Water in the pool lines doesn't mean that the lines will break, (because of expansion) but there is a greater probability that they will.

If you start the pump motor
and it primes and keeps the prime, chances are you still have good water flow throughout the system. Just because there is a thin layer of ice on the top of the pool doesn't mean that the lines are frozen.

My experience says that pouring anti-freeze in the lines will not thaw the lines out, it's only for preventative measures during a pool closing.

Calcium Chloride is a good de-icer and can be purchased at most pool supply stores.

If you can blow out the lines you'll want to plug them up so no water can get in and there are non toxic pool anti-freeze agents as well.

I'm not aware of anything a pool owner can do when the lines are already frozen on an inground pool being 99% of the lines are underground.

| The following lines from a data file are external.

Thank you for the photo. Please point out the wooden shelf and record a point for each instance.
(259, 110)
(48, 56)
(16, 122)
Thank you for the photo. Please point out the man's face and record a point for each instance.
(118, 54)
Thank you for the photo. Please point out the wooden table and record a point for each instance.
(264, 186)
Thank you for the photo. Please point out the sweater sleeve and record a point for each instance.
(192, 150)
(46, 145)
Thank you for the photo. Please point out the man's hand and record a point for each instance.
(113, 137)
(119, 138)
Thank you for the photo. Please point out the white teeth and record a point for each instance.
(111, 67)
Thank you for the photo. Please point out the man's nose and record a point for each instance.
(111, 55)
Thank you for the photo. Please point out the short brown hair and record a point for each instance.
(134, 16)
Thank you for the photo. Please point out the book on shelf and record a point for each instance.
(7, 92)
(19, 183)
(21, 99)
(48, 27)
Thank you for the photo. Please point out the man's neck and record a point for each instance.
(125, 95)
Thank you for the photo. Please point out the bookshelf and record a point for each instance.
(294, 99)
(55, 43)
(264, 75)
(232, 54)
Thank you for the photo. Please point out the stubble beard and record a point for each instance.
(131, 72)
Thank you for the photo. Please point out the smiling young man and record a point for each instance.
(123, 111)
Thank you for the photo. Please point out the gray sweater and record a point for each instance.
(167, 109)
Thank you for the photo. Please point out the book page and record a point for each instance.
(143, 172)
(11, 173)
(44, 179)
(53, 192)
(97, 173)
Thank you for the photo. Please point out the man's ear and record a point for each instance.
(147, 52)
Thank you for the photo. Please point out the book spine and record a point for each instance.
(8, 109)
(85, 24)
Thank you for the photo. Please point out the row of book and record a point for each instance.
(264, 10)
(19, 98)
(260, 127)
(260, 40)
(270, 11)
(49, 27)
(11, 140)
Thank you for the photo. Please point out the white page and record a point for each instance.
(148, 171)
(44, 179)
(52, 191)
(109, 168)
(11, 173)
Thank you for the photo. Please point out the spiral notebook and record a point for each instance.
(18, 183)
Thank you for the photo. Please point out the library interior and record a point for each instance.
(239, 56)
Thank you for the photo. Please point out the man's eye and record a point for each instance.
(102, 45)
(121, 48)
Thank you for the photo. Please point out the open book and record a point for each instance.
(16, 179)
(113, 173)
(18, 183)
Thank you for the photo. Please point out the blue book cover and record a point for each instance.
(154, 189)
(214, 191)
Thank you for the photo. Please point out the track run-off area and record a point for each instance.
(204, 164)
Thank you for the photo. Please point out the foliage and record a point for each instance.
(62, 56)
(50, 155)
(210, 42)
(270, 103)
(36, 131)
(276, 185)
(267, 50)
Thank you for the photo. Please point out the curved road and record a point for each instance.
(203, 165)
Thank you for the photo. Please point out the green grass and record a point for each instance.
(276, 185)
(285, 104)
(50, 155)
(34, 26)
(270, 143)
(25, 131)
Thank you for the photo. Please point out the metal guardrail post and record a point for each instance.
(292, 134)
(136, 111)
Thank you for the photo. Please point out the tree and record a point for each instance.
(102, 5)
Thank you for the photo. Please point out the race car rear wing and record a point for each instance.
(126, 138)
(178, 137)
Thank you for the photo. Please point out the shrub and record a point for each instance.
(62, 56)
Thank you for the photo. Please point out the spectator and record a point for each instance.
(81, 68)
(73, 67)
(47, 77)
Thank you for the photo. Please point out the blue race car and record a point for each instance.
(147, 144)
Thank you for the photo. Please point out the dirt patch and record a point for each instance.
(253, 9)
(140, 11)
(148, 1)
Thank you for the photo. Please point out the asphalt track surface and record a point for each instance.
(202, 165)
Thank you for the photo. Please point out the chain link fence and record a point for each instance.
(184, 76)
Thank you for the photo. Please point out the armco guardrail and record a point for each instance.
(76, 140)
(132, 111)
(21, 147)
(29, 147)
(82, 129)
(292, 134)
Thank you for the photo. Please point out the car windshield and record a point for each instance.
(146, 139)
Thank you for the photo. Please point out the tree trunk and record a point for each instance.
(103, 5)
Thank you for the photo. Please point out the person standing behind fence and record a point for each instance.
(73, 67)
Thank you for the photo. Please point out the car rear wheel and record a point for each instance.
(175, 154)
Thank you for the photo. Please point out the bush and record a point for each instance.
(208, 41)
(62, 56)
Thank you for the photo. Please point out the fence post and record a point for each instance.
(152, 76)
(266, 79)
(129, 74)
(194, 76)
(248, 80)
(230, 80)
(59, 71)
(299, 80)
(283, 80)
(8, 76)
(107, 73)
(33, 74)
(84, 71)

Even if you can get some of the water out of the lines using a shop-vac will help. Less water means you lessen the chance of expansion and cracking of the pipes. If the pipes are frozen solid, the temperature will have to be above freezing, at least 35 degrees for a couple days before any good thawing can occur.

If you have a pool heater, contact the manufacturer of the heater and ask them what's the lowest water temperature you can safely run the heater. If they say pretty low then you probably can run it 24/7. This might heat up the pool enough so you can close it. You might want to get a solar blanket/cover while this is going on to keep as much heat in the pool as possible.

Hope this helps and good luck with the pool


Dec 21, 2010

Thanks for the info... NEW
by: JKN

I was able to get to the skimmer box and chip the top layer and behold ....there was the water!
I shop vac'd as much as possible and blew the lines as much as possible however it still appears like there is water in the lines.

Now my worries are the inlet to the pool!
Let's hope the winter comes and goes and maybe this will be a good excuse to open the pool early!